I misread this title (the word "confidence" threw me) and was initially very confused when it turned out to be about dimensional analysis instead of uncertainty.
But why not both? A number system with dimensions and which automatically propagates measurement uncertainty through calculations (a la Taylor's train wreck book) doesn't seem totally infeasible?
I would particularly like this for expressing cad models as code instead of brep.
There are Haskell packages for uncertainty (e.g. [0], based on automatic differentiation [1]). However, these packages don't support typed dimensions, because multiplication/division becomes more complex.

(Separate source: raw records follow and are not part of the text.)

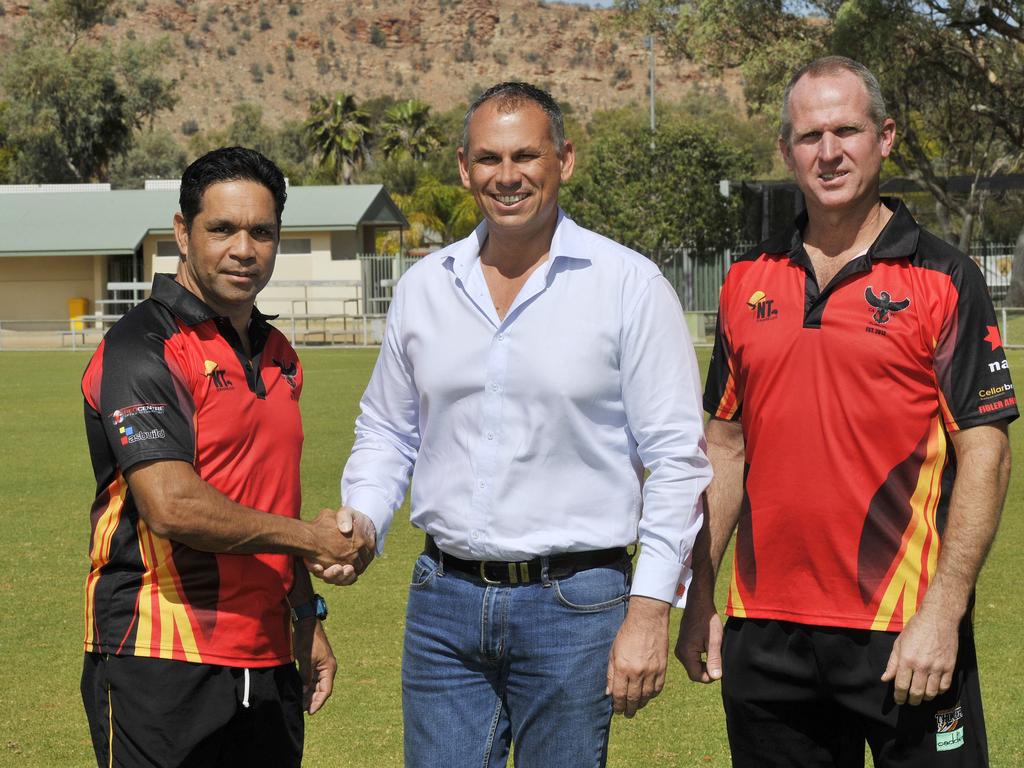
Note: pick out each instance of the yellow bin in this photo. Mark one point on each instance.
(76, 308)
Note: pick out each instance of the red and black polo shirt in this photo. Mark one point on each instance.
(170, 381)
(847, 396)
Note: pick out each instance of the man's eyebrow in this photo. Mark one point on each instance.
(484, 152)
(268, 223)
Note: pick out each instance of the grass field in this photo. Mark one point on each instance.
(45, 491)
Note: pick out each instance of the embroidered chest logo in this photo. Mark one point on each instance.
(220, 380)
(288, 371)
(884, 305)
(949, 728)
(762, 306)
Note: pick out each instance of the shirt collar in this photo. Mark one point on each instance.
(190, 309)
(565, 245)
(896, 241)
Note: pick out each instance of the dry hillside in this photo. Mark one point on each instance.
(280, 54)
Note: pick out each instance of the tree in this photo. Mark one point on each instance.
(155, 155)
(408, 129)
(952, 73)
(445, 209)
(656, 201)
(74, 107)
(338, 131)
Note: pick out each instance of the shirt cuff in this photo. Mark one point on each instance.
(660, 580)
(375, 507)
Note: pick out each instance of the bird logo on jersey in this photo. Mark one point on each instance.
(884, 305)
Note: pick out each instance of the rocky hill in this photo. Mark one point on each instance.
(281, 54)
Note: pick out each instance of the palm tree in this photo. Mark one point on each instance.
(338, 131)
(449, 210)
(409, 129)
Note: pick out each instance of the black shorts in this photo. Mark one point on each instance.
(802, 696)
(154, 712)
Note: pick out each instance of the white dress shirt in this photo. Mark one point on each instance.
(528, 436)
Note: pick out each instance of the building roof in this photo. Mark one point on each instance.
(72, 223)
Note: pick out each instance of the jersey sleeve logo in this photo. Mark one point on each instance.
(288, 371)
(993, 337)
(884, 305)
(220, 380)
(762, 307)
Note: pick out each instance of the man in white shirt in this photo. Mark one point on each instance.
(528, 375)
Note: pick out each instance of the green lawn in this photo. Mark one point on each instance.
(45, 492)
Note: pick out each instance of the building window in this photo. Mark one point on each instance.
(167, 248)
(296, 246)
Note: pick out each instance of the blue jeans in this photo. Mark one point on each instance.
(487, 666)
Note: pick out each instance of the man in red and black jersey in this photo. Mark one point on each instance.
(859, 398)
(198, 600)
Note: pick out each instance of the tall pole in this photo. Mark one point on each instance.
(650, 47)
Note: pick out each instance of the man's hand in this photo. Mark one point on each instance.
(923, 658)
(700, 633)
(316, 664)
(639, 655)
(359, 530)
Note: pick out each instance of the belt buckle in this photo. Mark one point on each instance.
(483, 573)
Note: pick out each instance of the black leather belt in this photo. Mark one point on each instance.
(524, 571)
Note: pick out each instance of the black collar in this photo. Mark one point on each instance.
(898, 240)
(188, 307)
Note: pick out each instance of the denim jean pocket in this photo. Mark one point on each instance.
(423, 571)
(593, 590)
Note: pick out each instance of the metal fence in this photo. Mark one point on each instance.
(358, 318)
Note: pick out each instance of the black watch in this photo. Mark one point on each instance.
(315, 607)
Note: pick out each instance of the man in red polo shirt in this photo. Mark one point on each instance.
(859, 398)
(197, 595)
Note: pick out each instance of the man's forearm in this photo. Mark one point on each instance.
(302, 585)
(176, 504)
(725, 494)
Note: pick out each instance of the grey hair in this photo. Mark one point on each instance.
(510, 96)
(833, 66)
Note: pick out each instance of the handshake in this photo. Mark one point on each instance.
(344, 544)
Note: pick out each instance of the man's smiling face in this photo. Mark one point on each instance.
(513, 168)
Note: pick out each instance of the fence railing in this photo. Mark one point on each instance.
(352, 311)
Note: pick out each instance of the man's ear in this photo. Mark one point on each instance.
(181, 236)
(786, 152)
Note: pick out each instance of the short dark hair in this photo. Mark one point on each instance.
(824, 67)
(229, 164)
(510, 96)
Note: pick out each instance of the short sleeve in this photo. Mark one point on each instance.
(722, 395)
(138, 388)
(971, 365)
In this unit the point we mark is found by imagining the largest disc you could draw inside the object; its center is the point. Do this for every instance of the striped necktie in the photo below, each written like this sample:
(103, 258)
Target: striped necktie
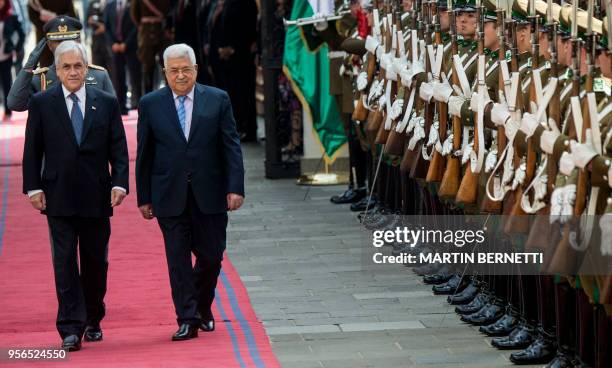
(182, 114)
(76, 117)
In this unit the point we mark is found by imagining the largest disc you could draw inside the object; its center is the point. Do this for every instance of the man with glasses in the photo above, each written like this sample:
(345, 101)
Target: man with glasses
(189, 173)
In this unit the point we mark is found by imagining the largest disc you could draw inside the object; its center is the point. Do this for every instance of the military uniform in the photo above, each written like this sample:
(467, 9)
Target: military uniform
(36, 8)
(28, 82)
(149, 17)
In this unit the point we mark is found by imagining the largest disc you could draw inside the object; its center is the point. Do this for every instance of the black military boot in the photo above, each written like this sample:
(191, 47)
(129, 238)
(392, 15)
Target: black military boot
(479, 301)
(520, 338)
(563, 359)
(456, 283)
(486, 315)
(503, 326)
(466, 295)
(541, 351)
(441, 276)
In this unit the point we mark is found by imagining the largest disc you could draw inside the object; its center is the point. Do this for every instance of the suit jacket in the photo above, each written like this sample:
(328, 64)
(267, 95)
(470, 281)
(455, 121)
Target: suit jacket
(128, 28)
(166, 163)
(75, 178)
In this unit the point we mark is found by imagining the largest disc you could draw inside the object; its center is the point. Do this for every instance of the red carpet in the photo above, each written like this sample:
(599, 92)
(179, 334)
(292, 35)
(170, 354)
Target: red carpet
(140, 317)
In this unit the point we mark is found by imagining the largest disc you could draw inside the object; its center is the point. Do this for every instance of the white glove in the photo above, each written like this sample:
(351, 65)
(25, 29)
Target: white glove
(454, 105)
(417, 68)
(547, 141)
(399, 65)
(321, 25)
(582, 153)
(529, 124)
(566, 164)
(386, 61)
(372, 44)
(426, 91)
(500, 114)
(442, 91)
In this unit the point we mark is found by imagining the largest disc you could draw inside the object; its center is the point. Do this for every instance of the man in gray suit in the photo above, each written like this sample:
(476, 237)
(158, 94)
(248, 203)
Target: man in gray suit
(31, 80)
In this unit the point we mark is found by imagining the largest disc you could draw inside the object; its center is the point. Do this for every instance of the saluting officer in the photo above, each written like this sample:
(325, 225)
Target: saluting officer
(30, 80)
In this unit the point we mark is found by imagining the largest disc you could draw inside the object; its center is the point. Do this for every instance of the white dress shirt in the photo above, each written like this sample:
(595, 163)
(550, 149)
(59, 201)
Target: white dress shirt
(188, 109)
(81, 95)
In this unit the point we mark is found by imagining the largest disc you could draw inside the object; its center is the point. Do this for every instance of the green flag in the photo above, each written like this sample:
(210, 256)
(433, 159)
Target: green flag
(308, 71)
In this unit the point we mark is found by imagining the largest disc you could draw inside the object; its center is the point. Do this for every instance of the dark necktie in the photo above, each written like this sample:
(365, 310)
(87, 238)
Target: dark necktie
(76, 117)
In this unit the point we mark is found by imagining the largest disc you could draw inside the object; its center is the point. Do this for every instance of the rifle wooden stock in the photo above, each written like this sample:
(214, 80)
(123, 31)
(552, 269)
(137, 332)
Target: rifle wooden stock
(395, 142)
(372, 126)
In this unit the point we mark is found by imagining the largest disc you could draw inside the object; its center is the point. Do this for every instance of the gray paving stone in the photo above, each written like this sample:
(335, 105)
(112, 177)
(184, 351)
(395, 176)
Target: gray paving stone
(303, 264)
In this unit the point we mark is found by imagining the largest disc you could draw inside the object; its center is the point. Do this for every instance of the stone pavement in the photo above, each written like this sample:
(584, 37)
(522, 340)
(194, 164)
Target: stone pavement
(300, 260)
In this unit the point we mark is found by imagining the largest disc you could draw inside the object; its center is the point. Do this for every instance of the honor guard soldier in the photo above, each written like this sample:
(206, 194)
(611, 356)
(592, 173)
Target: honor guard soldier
(30, 80)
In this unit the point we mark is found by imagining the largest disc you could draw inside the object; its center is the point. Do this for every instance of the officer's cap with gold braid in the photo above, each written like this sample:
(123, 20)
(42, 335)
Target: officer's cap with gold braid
(520, 12)
(62, 28)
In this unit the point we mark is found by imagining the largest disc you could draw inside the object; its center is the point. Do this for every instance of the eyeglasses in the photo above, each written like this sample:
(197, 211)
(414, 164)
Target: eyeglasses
(188, 71)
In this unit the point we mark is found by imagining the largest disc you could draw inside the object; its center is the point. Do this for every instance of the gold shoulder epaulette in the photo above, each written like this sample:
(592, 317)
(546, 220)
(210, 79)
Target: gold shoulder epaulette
(40, 70)
(94, 66)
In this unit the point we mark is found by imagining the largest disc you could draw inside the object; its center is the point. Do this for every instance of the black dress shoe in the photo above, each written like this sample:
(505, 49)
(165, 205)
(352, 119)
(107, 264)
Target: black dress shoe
(501, 327)
(479, 301)
(520, 338)
(541, 351)
(350, 196)
(93, 333)
(185, 332)
(465, 296)
(71, 343)
(485, 316)
(363, 204)
(208, 325)
(451, 286)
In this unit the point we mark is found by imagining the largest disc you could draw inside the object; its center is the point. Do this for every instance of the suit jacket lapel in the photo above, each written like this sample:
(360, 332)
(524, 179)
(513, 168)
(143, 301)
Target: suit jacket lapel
(198, 109)
(62, 112)
(170, 108)
(90, 110)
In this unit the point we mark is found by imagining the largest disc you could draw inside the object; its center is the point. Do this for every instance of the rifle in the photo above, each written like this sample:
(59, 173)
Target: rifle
(435, 171)
(563, 258)
(488, 205)
(383, 133)
(518, 222)
(396, 140)
(468, 189)
(450, 180)
(539, 236)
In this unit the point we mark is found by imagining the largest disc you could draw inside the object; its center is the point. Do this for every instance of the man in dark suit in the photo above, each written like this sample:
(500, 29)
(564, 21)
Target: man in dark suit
(189, 173)
(78, 131)
(121, 37)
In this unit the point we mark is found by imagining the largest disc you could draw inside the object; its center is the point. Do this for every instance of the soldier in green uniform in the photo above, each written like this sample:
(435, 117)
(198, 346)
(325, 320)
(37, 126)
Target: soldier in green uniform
(149, 17)
(30, 80)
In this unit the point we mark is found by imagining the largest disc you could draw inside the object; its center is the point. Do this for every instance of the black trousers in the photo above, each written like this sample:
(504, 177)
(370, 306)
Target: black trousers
(122, 62)
(193, 286)
(80, 294)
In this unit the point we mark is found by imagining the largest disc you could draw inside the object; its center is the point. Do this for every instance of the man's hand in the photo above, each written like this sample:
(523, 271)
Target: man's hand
(234, 201)
(117, 197)
(38, 201)
(147, 211)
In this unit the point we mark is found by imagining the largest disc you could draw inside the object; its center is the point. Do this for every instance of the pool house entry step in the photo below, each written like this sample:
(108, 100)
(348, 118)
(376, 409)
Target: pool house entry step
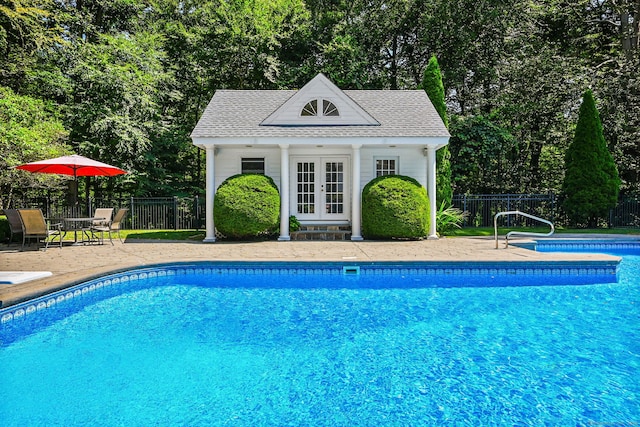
(322, 232)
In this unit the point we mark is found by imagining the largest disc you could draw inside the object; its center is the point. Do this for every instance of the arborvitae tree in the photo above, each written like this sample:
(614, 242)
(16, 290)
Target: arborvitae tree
(432, 84)
(591, 182)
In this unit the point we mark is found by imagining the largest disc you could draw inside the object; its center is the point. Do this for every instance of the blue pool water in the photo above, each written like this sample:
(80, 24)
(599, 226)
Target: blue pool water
(204, 347)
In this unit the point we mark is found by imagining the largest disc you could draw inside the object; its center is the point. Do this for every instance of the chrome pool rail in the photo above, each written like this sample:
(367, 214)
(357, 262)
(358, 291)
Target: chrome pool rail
(520, 233)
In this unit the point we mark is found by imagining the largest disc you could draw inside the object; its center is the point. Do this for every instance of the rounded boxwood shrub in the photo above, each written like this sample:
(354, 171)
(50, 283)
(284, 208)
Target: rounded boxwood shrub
(247, 206)
(395, 206)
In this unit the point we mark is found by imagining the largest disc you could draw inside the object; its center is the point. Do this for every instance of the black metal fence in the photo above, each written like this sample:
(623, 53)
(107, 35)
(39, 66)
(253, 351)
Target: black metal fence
(145, 213)
(182, 213)
(481, 208)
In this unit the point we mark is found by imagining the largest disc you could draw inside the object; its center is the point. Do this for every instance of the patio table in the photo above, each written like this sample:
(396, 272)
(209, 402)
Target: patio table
(81, 224)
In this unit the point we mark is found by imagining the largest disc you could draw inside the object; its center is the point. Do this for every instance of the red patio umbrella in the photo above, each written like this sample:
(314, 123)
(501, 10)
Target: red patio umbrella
(73, 165)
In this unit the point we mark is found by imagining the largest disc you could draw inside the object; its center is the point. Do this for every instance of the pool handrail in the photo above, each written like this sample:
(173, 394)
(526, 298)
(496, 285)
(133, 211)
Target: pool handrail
(520, 233)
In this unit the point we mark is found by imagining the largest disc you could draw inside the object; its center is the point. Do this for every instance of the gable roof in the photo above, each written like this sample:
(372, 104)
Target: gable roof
(265, 113)
(320, 88)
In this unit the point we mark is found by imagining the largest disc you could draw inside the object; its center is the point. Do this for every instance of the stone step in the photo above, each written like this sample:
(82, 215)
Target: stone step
(322, 232)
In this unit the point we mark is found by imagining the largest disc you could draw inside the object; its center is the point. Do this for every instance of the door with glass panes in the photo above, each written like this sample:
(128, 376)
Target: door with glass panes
(320, 190)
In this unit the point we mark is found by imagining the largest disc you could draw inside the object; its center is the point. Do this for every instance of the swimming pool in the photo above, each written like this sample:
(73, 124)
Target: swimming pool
(334, 345)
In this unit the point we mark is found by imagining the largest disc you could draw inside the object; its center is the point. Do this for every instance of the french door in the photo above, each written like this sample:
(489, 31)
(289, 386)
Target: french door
(320, 190)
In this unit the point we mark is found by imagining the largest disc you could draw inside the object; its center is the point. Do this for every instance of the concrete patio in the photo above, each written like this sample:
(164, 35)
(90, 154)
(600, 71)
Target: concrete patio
(74, 264)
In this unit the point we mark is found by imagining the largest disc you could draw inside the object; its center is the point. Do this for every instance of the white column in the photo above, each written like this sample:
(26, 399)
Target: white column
(356, 196)
(431, 190)
(284, 193)
(210, 192)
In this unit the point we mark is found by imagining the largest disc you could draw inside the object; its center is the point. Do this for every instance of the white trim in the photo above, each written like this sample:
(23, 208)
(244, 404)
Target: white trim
(384, 157)
(356, 197)
(319, 214)
(345, 141)
(320, 87)
(209, 195)
(431, 192)
(284, 193)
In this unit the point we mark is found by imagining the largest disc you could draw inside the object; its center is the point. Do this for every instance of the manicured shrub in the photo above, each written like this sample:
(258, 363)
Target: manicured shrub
(395, 206)
(247, 206)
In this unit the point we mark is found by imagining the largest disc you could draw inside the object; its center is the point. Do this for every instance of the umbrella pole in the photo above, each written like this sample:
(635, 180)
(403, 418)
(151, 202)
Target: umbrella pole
(86, 194)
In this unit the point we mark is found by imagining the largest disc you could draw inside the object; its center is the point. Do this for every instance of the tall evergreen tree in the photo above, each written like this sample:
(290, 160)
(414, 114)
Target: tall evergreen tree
(432, 84)
(591, 183)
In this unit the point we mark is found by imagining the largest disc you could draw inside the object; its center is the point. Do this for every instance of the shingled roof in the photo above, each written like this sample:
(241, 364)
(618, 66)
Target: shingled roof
(241, 113)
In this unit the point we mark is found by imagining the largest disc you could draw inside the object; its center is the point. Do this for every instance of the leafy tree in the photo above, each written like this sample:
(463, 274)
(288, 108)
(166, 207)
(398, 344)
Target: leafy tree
(432, 84)
(591, 183)
(29, 131)
(483, 157)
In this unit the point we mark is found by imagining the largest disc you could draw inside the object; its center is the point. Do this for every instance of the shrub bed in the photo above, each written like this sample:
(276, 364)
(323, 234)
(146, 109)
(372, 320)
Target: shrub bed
(247, 206)
(395, 206)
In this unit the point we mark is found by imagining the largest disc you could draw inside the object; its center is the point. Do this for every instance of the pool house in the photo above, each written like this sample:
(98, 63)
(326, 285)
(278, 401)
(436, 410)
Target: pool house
(321, 145)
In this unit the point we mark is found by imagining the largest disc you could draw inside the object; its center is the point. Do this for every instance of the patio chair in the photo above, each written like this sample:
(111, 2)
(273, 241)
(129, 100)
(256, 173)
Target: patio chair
(103, 216)
(111, 226)
(15, 223)
(35, 227)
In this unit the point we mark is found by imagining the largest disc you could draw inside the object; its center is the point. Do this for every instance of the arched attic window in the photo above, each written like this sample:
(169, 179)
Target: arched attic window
(328, 108)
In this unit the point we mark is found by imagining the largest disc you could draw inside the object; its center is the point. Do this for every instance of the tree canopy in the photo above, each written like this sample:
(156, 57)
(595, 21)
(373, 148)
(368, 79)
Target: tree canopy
(126, 80)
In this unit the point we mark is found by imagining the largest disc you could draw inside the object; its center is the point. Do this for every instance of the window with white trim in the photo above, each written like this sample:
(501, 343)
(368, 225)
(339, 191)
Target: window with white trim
(253, 165)
(328, 109)
(386, 166)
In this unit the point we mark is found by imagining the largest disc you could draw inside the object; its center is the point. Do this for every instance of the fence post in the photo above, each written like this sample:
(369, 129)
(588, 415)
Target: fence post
(132, 215)
(196, 207)
(175, 212)
(464, 207)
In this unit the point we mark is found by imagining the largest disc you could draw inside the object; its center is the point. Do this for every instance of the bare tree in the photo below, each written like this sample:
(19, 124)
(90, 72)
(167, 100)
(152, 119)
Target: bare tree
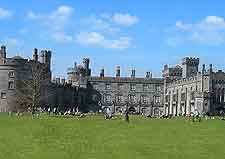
(33, 80)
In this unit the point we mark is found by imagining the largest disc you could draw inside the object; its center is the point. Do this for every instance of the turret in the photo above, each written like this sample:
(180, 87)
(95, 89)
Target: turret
(203, 69)
(35, 54)
(2, 54)
(118, 71)
(133, 73)
(102, 72)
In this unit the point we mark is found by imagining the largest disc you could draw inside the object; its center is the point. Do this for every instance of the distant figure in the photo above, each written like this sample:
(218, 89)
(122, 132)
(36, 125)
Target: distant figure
(49, 110)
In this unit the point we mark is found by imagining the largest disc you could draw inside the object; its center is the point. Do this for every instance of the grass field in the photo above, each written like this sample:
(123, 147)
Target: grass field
(96, 138)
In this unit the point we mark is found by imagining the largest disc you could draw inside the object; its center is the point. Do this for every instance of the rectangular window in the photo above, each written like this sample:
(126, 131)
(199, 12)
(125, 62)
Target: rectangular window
(158, 88)
(144, 99)
(11, 85)
(132, 87)
(145, 87)
(3, 95)
(119, 98)
(95, 86)
(120, 86)
(157, 99)
(11, 74)
(107, 86)
(108, 98)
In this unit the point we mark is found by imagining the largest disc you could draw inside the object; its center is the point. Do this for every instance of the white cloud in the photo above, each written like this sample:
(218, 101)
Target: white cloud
(210, 31)
(61, 37)
(99, 40)
(54, 23)
(125, 19)
(12, 42)
(5, 13)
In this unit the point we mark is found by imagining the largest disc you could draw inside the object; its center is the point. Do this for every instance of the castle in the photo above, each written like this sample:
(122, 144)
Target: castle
(182, 89)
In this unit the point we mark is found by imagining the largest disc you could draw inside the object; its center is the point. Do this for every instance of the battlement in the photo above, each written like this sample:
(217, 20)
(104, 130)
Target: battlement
(191, 61)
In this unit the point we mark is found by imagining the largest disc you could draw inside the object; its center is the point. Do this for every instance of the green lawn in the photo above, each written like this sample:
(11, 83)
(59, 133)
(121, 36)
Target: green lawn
(96, 138)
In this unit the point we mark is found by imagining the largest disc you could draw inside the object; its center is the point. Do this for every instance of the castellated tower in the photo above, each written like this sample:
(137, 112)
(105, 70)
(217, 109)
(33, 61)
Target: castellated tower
(189, 67)
(35, 54)
(2, 54)
(86, 63)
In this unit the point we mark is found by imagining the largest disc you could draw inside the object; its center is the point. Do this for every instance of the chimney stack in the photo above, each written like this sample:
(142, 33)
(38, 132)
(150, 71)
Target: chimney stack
(35, 54)
(203, 69)
(117, 71)
(102, 72)
(57, 80)
(133, 73)
(147, 74)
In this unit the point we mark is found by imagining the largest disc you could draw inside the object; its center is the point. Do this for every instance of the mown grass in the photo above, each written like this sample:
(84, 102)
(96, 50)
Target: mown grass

It is my goal to provide quantities with uncertainty AND typed dimensions one day.
Very cool. Thanks for the links, I'm not very familiar with the Haskell ecosystem, I mostly work in Rust and Go these days. I'll definitely check them out.
This is the kind of thing that would be pretty straight-forward in Julia, I imagine. Independent libraries for uncertainties and units could easily be remixed together if the unitful quantity accepts any number type, and the uncertainties just define a new number type. Multiple dispatch should generate consistent downstream behavior "for free".
julia> using Unitful: m, s
julia> using Measurements
julia> Δx = (3.0 ± 0.1)m
3.0 ± 0.1 m
julia> t = (1.0 ± 0.2)s
1.0 ± 0.2 s
julia> v = Δx / t
3.0 ± 0.61 m s^-1
But why not both? A number system with dimensions and which automatically propagates measurement uncertainty through calculations (a la Taylor's train wreck book) doesn't seem totally infeasible?
I would particularly like this for expressing cad models as code instead of brep.